I am trying to create a small subset of my large MSSQL Server data bases on my local disk in MySQL for analytics/ML using Python. I successfully read the data into Pandas dataframes, convert all the columns with object data type to string so that I am only dealing with strings, float64, int64 and bool data types. Then I write them to MySQL using dataframe.to_sql
. I am using SQLAlchemy
to create the engine and I have Mysql-python-connector
to do everything in Python.
Problem: When writing to MySQL local database, it will create all tables, but some tables end up empty and some tables have missing rows. If I write the same dataframe to SQLite, I wouldn't have any of these issues. Increasing chunchsize
helped to reduce the missing rows and Increasing pool_recycle
helped to reduce the empty tables but didn't completely resolved either issue. Especially there are a few specific tables which are never populated. Analyzing tables in MySQL shows utf8mb4_0900_ai_ci
as table collation which basically means it is using utf8mb4
characterset. Tables are not huge and the biggest I have is less than 200K rows and 50 columns. Process doesn't take long, less than 10 minutes for reading and writing all 22 tables.
Code:
import pandas as pd
import pyodbc
import sqlalchemy
from sqlalchemy import create_engine
from sqlalchemy.ext.declarative import declarative_base
import mysql.connector
import gc
def update_mysql_db(local_db_name:"database filename",
tables_to_update:"lists names of all the tables and their data"):
'''Receives a list of pairs in the form of
(table name, table data in a datframe).
Creates new tables in the local database with the data provided'''
print(f"{len(tables_to_update)} tables will be updated/created")

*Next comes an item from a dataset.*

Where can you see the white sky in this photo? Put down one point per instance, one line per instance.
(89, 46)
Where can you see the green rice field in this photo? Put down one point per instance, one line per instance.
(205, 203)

for table in tables_to_update:
print('\n')
print(f"reading {table[0]} dataframe")
try:
table[1].to_sql(table[0].lower(),
create_engine('mysql+mysqlconnector://demo:Demo@localhost:3306/sqlalchemy',
pool_recycle=36000, echo = False),
if_exists='replace',
index='True',
chunksize=5000,
index_label ='Index')
print('Table {}.{} Created'.format(local_db_name,table[0].lower()))
except ValueError as vx:
print('Value Error : \n\n ', vx)
except Exception as ex:
print('Exception : \n\n ', ex)
gc.collect()
print('\n')
print("Finished updating the local database")
return None
def main():
Local_db = 'sqlalchemy'
update_mysql_db(Local_db,list_of_tablesnames_and_data)
gc.collect()
if __name__ == "__main__":
main()
Errors I get:
reading SeminarEvaluationResponses dataframe
Exception during reset or similar
Traceback (most recent call last):
File "C:\Sam\Anaconda\lib\site-packages\sqlalchemy\pool\base.py", line 693, in _finalize_fairy
fairy._reset(pool)
File "C:\Sam\Anaconda\lib\site-packages\sqlalchemy\pool\base.py", line 880, in _reset
pool._dialect.do_rollback(self)
File "C:\Sam\Anaconda\lib\site-packages\sqlalchemy\dialects\mysql\base.py", line 2302, in do_rollback
dbapi_connection.rollback()
File "C:\Sam\Anaconda\lib\site-packages\mysql\connector\connection_cext.py", line 386, in rollback
self._cmysql.rollback()
_mysql_connector.MySQLInterfaceError: MySQL server has gone away
Exception :
MySQL server has gone away
What Else: Unfortunately I can't upload any actual data/databases/tables here to make the code workable. I am hopping some of you gurus out there can give me a couple of hints or point me to the right direction.